At Karbala Gap, U.S. moves for decisive stroke The plan is to open the way to Baghdad and destroy Hussein's best troops. But it's a battlefield chosen by Iraq.

Posted: April 02, 2003

WASHINGTON — Near Karbala, the Army's Third Infantry Division hoped yesterday to find the battle it has been looking for: a climactic showdown with the elite troops of Saddam Hussein's Republican Guard.

The U.S. goal is twofold: to blow through the Karbala Gap and open the road to Baghdad, and to pin and crush the Medina Division and any other Republican Guard force blocking the way.

Everything else that had taken place in 13 days of war was prologue. In this fight, the United States and its allies hope to tip the balance in the war by laying the groundwork for the fall of the capital, 50 miles northeast, and destroying one of the most important pillars of Hussein's regime.

U.S. soldiers preparing for battle yesterday were given pills to protect them in case of a nerve-gas attack, an Iraqi tactic that is feared and expected at some point as troops get closer to Baghdad.

As three armored brigades began reaching the outskirts of Karbala, a city of 400,000, the U.S. military was counting on its massive advantages in firepower, battlefield intelligence and air support to compensate for the relatively small size of the attacking force.

About 10,000 to 11,000 U.S. soldiers were taking on perhaps half that many Iraqi soldiers.
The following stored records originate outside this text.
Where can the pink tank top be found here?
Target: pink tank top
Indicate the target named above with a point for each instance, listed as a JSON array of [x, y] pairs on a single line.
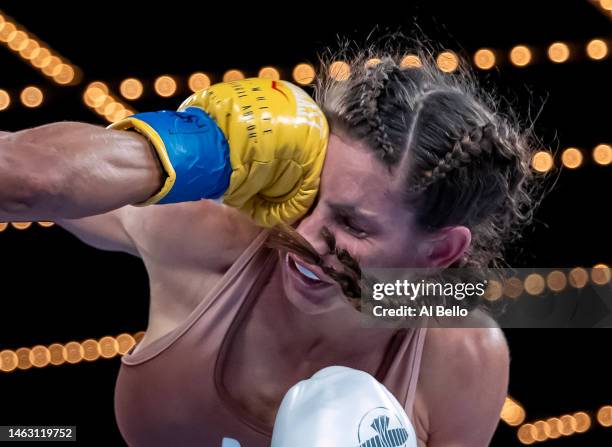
[[170, 393]]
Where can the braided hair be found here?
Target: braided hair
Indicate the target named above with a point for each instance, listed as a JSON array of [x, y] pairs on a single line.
[[465, 162]]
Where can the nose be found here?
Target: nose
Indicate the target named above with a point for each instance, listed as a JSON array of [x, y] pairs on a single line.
[[310, 228]]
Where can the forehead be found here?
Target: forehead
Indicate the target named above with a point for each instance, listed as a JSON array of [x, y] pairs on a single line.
[[352, 173]]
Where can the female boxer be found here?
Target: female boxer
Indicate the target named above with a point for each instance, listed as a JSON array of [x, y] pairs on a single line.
[[421, 169]]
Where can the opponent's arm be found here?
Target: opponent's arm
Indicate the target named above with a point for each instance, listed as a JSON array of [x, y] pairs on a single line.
[[72, 170], [466, 373]]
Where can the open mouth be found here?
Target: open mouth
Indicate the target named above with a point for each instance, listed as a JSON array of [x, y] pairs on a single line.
[[307, 275]]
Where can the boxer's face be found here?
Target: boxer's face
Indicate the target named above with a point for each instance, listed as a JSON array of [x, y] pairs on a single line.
[[360, 202]]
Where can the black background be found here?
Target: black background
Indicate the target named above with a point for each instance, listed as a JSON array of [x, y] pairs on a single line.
[[56, 289]]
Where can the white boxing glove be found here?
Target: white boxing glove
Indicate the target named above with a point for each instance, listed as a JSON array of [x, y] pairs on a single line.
[[341, 407]]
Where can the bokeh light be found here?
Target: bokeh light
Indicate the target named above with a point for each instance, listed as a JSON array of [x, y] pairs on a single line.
[[484, 59], [447, 61], [233, 75], [602, 154], [571, 158], [558, 52], [410, 61], [269, 73], [131, 88], [340, 70], [165, 86], [31, 97], [303, 74], [542, 161], [520, 55], [198, 81]]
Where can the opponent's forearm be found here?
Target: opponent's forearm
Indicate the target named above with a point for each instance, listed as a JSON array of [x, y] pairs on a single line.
[[71, 170]]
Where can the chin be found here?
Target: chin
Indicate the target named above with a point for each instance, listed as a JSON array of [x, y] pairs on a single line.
[[307, 290]]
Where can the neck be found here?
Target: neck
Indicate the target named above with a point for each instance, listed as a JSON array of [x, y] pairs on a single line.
[[336, 337]]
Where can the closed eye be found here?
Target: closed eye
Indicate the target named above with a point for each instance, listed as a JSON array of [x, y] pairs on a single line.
[[353, 228]]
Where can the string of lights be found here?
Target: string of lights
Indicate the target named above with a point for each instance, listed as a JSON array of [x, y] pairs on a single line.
[[565, 425], [605, 6], [72, 352], [303, 73], [36, 53]]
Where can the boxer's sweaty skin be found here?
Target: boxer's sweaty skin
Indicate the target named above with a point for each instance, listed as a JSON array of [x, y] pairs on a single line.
[[189, 249]]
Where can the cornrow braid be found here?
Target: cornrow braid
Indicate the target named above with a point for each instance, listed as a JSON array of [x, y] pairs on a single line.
[[372, 88], [470, 146]]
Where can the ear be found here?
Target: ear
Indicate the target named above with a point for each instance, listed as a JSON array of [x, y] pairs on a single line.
[[446, 246]]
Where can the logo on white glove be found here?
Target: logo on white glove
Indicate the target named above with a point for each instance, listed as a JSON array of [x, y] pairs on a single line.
[[381, 427]]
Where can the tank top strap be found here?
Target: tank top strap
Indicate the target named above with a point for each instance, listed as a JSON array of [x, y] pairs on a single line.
[[221, 303], [402, 374]]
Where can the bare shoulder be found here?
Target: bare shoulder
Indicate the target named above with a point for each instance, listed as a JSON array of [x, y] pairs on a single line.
[[462, 384], [203, 234]]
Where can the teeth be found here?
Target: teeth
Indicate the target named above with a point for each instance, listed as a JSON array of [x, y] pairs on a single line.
[[304, 271]]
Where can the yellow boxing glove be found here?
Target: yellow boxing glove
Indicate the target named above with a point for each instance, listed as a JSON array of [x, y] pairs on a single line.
[[277, 139]]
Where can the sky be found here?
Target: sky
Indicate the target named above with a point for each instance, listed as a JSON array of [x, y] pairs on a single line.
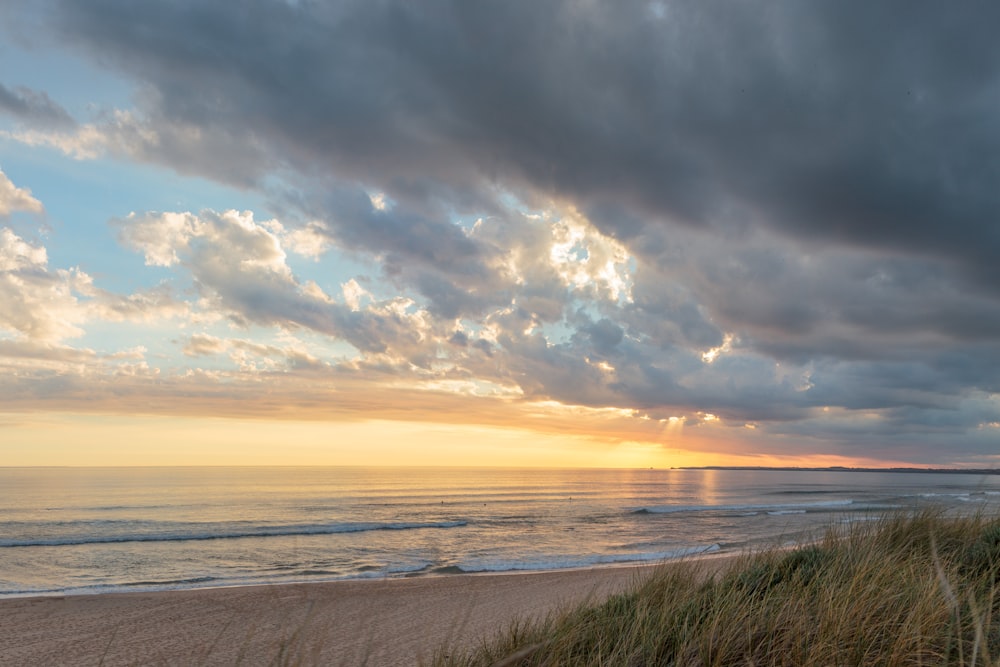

A 2-1 advantage might seem like a big edge, but traditional military doctrine calls for attacking forces to outnumber dug-in defenders by 4-1 or 5-1.

The Third Infantry, equipped with 60-ton tanks and more lightly armored Bradley fighting vehicles, is a tight fit in the 25-mile-wide Karbala Gap.

Bounded on the west by the Razzaza Lake and on the east by the swampy flats of the Euphrates River, the Karbala Gap is a battlefield chosen by the Iraqis.

Pentagon officials said the Medina Division, which was badly bloodied by U.S. forces in the first Persian Gulf War, positioned itself right between the lake and river. To get to Baghdad, the Americans have to go through them.

That is OK with Gen. Tommy Franks and other coalition commanders. Their aim is to win not by outmaneuvering the Iraqis, as part of the much larger U.S. force did in Kuwait a decade ago, but by pounding them, first from the air and then on the ground.

After several days of heavy bombing by Air Force and Navy planes and Army Apache helicopters, the strength of the Medina Division, along with other Republican Guard outfits, had been severely "degraded," according to Pentagon officials.

Gen. Richard Myers, chairman of the Joint Chiefs of Staff, said yesterday at the Pentagon that two divisions had seen their combat capability - in men and equipment - cut in half.

As many as a thousand Air Force, Navy and Marine flights a day have been hitting the three Republican Guard divisions that U.S. ground forces are expected to face in their drive to the Iraqi capital: the Medina Division to the southwest, the al-Nida Division to the south, and the Baghdad Division to the southeast.

But with the Iraqi tanks hiding in revetments, earthen walls, and in palm groves, there was no way for the U.S. military to know how much damage the air attacks had done to the Medina Division until the ground forces began attacking it.

Under the cover of bad weather and darkness, Hussein's regime has been reinforcing some Republican Guard divisions. One division was reported at 70 percent of its fighting capabilities one day last week, and at 75 percent the next day.

The Guard's Hammurabi Division was reportedly moving to reinforce the Medina Division, perhaps rebuilding its combat power to 60 percent of what it had been.

The six Republican Guard divisions - three armored, one mechanized and two infantry - began the war with 60,000 troops or more, according to most Western estimates.

The U.S. battle plan called for sending one of the Third Infantry's three combat brigades through the eastern reaches of Karbala, an Islamic holy city, and another through a 3-mile-wide neck of dry land between the city's western edges and the lake, which covers hundreds of square miles.

A third brigade was to follow through the gap and work its way around and behind the Medina Division to hold it in place until it is destroyed.

U.S. planners would have preferred to operate in the open terrain that enabled U.S. forces to blast apart whole Iraqi tank divisions in the 1991 Gulf War. But they had to hit the Guard where they found it.

The biggest U.S. concern was that the regime would use nontraditional weapons to gain an edge.

That worry has not been limited to chemical weapons. It also includes the possibility that Iraqi artillery might blow up the dam holding back the billions of gallons of water in the Razzaza Lake, thereby flooding the narrow Karbala Gap.

U.S. intelligence sources have indicated that U.S. special forces had seized the dam. But it was uncertain whether such light forces could defend it against a determined artillery barrage.